Like most avid readers, I have a hefty stack of titles I want to get around to, and if you hook me into reading your work, I expect something back for my investment. If I don’t get it, I’ll be disgusted with you as a writer, resent you for wasting my time, and I’ll never buy or recommend another of your books…ever. This is not the reader response an author wants, obviously.
The beginning’s job is to catch the attention of the reader and make them want to find out about the plot and the people in your story. Once you do that, you have an obligation to follow through with a middle that does its job well – being the story. That’s the middle’s job.

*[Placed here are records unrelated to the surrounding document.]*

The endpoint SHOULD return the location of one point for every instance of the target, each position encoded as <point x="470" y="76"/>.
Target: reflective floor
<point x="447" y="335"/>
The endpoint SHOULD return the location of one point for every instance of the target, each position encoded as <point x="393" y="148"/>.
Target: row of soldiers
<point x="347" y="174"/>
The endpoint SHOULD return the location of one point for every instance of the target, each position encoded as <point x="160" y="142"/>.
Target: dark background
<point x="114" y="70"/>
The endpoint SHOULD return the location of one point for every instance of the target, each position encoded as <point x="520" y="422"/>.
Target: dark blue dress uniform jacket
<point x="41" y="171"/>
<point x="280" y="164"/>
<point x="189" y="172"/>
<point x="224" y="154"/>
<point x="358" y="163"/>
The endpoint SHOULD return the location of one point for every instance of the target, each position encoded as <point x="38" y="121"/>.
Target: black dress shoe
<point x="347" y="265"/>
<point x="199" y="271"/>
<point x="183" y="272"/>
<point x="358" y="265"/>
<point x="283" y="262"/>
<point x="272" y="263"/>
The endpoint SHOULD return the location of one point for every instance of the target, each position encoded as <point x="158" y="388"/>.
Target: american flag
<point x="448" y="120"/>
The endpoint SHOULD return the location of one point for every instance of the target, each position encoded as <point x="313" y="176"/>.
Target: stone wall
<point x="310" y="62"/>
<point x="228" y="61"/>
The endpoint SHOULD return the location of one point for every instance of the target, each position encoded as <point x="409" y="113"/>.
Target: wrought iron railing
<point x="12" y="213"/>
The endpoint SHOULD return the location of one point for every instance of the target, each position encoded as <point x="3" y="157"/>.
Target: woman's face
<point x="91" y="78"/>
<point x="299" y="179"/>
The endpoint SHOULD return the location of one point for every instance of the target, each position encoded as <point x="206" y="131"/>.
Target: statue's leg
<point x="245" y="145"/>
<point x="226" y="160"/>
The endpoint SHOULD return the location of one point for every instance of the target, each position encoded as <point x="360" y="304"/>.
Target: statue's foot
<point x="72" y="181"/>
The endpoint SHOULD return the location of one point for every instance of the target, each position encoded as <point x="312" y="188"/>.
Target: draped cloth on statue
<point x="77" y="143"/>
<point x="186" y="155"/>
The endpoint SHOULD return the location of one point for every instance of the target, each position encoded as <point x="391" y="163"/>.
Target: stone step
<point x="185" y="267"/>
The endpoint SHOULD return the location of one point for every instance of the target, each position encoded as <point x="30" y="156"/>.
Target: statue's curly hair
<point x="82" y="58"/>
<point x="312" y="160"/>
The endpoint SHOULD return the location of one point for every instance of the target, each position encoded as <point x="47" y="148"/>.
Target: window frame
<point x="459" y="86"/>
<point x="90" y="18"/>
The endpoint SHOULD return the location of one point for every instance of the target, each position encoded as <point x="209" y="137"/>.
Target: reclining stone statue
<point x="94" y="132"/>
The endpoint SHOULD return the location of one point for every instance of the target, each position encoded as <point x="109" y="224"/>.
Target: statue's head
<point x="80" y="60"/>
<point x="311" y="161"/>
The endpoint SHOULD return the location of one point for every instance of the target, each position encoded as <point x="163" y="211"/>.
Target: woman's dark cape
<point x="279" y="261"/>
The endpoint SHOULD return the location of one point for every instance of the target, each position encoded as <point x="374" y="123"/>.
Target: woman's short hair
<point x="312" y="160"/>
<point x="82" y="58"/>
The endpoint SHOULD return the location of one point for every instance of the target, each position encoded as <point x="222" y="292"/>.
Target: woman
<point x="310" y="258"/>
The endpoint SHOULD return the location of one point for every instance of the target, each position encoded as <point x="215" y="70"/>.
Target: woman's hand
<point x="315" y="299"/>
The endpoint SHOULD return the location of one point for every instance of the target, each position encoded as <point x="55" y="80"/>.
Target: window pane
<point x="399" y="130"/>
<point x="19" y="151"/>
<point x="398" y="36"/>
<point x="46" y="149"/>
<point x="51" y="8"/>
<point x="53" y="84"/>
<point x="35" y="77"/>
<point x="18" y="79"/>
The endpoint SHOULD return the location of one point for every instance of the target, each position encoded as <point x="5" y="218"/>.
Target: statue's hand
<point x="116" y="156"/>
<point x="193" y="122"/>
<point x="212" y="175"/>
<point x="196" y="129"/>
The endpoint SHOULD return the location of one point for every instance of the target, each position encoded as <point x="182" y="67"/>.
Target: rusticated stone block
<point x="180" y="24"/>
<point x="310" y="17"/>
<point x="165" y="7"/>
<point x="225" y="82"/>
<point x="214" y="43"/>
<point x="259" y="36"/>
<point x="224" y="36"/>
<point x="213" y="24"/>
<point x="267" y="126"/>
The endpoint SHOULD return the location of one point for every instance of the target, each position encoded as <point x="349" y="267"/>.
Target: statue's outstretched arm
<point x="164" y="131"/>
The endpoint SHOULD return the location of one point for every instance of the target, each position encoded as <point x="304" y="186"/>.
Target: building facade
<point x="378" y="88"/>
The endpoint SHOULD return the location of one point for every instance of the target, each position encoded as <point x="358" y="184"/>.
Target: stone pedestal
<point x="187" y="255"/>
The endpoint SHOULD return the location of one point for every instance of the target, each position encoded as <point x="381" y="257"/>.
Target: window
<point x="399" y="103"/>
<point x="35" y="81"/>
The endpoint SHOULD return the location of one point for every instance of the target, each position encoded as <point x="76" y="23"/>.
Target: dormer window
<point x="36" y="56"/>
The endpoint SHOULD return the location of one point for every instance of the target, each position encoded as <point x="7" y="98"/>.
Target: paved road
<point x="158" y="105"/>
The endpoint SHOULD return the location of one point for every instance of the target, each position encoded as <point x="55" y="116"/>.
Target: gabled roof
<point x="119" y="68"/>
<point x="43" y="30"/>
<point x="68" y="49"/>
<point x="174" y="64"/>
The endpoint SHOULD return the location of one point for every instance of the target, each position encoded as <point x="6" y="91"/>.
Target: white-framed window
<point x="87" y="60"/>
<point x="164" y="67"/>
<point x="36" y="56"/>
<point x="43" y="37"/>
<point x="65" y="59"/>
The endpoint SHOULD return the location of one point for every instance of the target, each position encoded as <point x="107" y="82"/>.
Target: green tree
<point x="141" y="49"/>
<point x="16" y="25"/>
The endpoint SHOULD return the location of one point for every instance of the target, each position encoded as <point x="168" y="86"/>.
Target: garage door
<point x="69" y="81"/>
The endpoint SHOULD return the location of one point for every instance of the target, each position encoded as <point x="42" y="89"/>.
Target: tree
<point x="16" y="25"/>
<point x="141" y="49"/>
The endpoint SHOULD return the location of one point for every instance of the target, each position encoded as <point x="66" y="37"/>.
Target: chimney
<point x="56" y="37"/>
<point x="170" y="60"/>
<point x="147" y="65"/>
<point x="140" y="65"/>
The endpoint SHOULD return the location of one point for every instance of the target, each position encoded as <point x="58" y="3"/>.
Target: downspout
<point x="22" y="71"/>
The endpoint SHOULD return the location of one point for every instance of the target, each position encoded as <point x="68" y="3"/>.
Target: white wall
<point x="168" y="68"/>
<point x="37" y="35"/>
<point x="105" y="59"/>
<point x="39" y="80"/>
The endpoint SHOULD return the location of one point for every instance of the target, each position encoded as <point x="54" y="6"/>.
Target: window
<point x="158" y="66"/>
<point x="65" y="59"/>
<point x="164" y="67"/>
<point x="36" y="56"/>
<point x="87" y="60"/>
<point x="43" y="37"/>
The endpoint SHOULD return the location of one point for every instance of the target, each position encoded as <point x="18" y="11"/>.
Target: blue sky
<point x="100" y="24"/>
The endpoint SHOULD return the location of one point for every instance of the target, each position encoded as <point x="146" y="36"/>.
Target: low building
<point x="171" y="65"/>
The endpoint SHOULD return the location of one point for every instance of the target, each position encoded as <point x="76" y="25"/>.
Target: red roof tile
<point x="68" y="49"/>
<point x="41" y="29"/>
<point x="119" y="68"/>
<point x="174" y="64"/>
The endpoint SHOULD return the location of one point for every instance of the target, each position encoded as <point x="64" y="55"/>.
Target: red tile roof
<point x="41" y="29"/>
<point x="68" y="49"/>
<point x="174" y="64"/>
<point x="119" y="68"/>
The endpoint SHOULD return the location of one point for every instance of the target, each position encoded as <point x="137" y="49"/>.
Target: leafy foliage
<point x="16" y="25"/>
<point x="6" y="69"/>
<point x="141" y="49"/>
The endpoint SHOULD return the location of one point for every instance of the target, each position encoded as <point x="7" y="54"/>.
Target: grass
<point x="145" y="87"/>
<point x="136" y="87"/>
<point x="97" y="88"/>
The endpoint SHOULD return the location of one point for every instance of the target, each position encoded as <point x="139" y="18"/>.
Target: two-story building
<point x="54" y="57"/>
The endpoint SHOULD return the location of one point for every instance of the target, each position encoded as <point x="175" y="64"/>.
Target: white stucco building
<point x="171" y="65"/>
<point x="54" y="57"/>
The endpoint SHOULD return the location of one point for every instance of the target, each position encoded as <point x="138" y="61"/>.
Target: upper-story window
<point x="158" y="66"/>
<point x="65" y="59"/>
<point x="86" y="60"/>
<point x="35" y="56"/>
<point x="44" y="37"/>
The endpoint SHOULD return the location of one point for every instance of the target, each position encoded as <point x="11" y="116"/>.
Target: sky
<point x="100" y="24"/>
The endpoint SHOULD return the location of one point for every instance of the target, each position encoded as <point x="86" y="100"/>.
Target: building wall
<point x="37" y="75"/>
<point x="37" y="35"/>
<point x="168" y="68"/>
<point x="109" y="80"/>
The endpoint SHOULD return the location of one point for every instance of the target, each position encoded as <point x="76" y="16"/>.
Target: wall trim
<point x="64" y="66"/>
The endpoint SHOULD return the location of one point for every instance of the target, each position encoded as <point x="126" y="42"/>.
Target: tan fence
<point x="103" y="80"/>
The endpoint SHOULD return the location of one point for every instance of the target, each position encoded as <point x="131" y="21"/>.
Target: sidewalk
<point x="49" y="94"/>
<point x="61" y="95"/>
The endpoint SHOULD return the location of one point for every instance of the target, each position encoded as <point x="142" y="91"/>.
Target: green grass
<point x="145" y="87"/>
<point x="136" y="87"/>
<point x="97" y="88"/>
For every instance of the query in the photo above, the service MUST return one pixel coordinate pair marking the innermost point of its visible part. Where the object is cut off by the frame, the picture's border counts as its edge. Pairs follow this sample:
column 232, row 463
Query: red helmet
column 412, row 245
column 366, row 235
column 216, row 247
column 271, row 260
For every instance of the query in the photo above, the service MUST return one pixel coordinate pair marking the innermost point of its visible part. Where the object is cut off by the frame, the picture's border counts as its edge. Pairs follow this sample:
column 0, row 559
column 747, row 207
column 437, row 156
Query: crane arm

All the elements of being the story (questions raised and answered, intrigue and tension built and relieved, complications arising and being overcome (or not), downfalls suffered, redemptions achieved) have to work together to advance your plot in a way that holds the reader’s attention. It isn’t enough to have an interesting plot. You have to have the storytelling skills to tell it in an interesting way. I’ve read a few books, actually, that I loved in spite of a weak plot simply because they were told in a way that kept me turning the pages, thirsty for more, curious about the characters’ next moves.
Which leaves, of course, the end. Last but not least, dear ending. You are just as important as the beginning, except during the slush pile years. The ending’s job, then, is to be the payoff. Yes, it’s there to wrap things up, but just tying up your loose ends or saying Happily Ever After may not be enough.
True, there are some genres we expect a certain type of ending from – horror usually ends with a twist or a final scare, sometimes the gruesome death of a character who thought he/she had gotten away; romance is often the happily-ever-after scenario; a series will sometimes set up the conflict for the next novel; etc.
Specifics aside, however, I think what makes for a truly great ending is this:
- A sense of how things have changed, especially in the characters’ internal landscapes. A sense of how far things have come or how far things have gone.
- A sort of Zen acknowledgement that things began in a status quo and that things will return to a status quo, even if the new status quo is entirely different from the old.
- A payoff worthy of the journey, whether your book is a wild adventure or an introspective/interpersonal struggle. A payoff that suits the story, too. Don’t get melodramatic if the rest of the book was low-key and subtle. Don’t have a drawn-out, ho-hum ending to a book full of explosions and gunslinging. Don’t kill someone off arbitrarily just to end on a poignant note if the rest of your book was light-hearted.